Hello. SpamSieve is working very well for me after correcting several spammy text strings that were auto-trained as good weeks or months ago, but but not noticed at the time. I manually retrained those mistakes as spam when possible or if training was greyed out, I manually pruned them from the Allowlist. For a couple of frequently appearing spam strings that often slipped through, I manually added Blocklist rules. Finally, I also nudged the Bayesian classifier one notch more aggressive.
The biggest remaining question for me is about the corpus getting bloated with meaningless strings. After several years of using SpamSieve, my corpus contains over a millions words. The size doesn’t seem to be an issue so far. But I’ve noticed that hundreds of thousands of those words are meaningless strings that are marked as good (see screenshot).

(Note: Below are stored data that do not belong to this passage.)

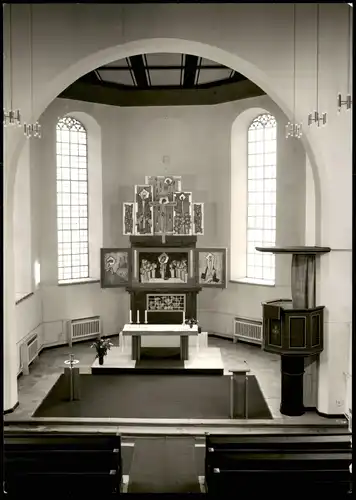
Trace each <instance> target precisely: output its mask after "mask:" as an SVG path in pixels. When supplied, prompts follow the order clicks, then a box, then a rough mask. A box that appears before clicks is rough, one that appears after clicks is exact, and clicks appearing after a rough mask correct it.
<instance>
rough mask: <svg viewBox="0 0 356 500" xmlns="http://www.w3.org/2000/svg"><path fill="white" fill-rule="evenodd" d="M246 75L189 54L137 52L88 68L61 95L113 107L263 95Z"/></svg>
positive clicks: (216, 100) (228, 100) (223, 100)
mask: <svg viewBox="0 0 356 500" xmlns="http://www.w3.org/2000/svg"><path fill="white" fill-rule="evenodd" d="M264 93H265V92H263V91H262V90H261V89H260V88H259V87H258V86H257V85H255V84H254V83H253V82H251V81H250V80H248V79H247V78H246V77H245V76H244V75H241V74H240V73H237V72H236V71H234V70H231V69H230V68H228V67H226V66H223V65H222V64H219V63H216V62H214V61H210V60H208V59H204V58H201V57H198V56H195V55H191V54H171V53H169V54H168V53H159V54H141V55H136V56H132V57H128V58H126V59H120V60H118V61H114V62H111V63H109V64H107V65H105V66H100V67H98V68H96V69H95V70H94V71H91V72H90V73H87V74H86V75H84V76H83V77H81V78H80V79H79V80H77V81H76V82H74V83H73V84H72V85H70V87H68V88H67V89H66V90H65V91H64V92H62V93H61V94H60V95H59V97H63V98H66V99H76V100H81V101H88V102H97V103H100V104H108V105H112V106H184V105H203V104H218V103H222V102H228V101H234V100H238V99H246V98H249V97H256V96H259V95H263V94H264Z"/></svg>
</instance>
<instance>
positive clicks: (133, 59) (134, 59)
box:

Perhaps its best to leave it alone since everything is working well. And after years of careful training, I have no interest in restarting from scratch. However, I wish there were ways to avoid and/or remove some of this bloat.
In SpamSieve help, I see mention of the ability to delete unwanted records from the corpus. But I don’t seem to have this capability. Highlighting one or more records and pressing Del or Backspace does nothing.
Of course, pruning such large numbers of records would be a massive and potentially error-prone operation. But I can think of ways to safely filter a lot of it using regex searches.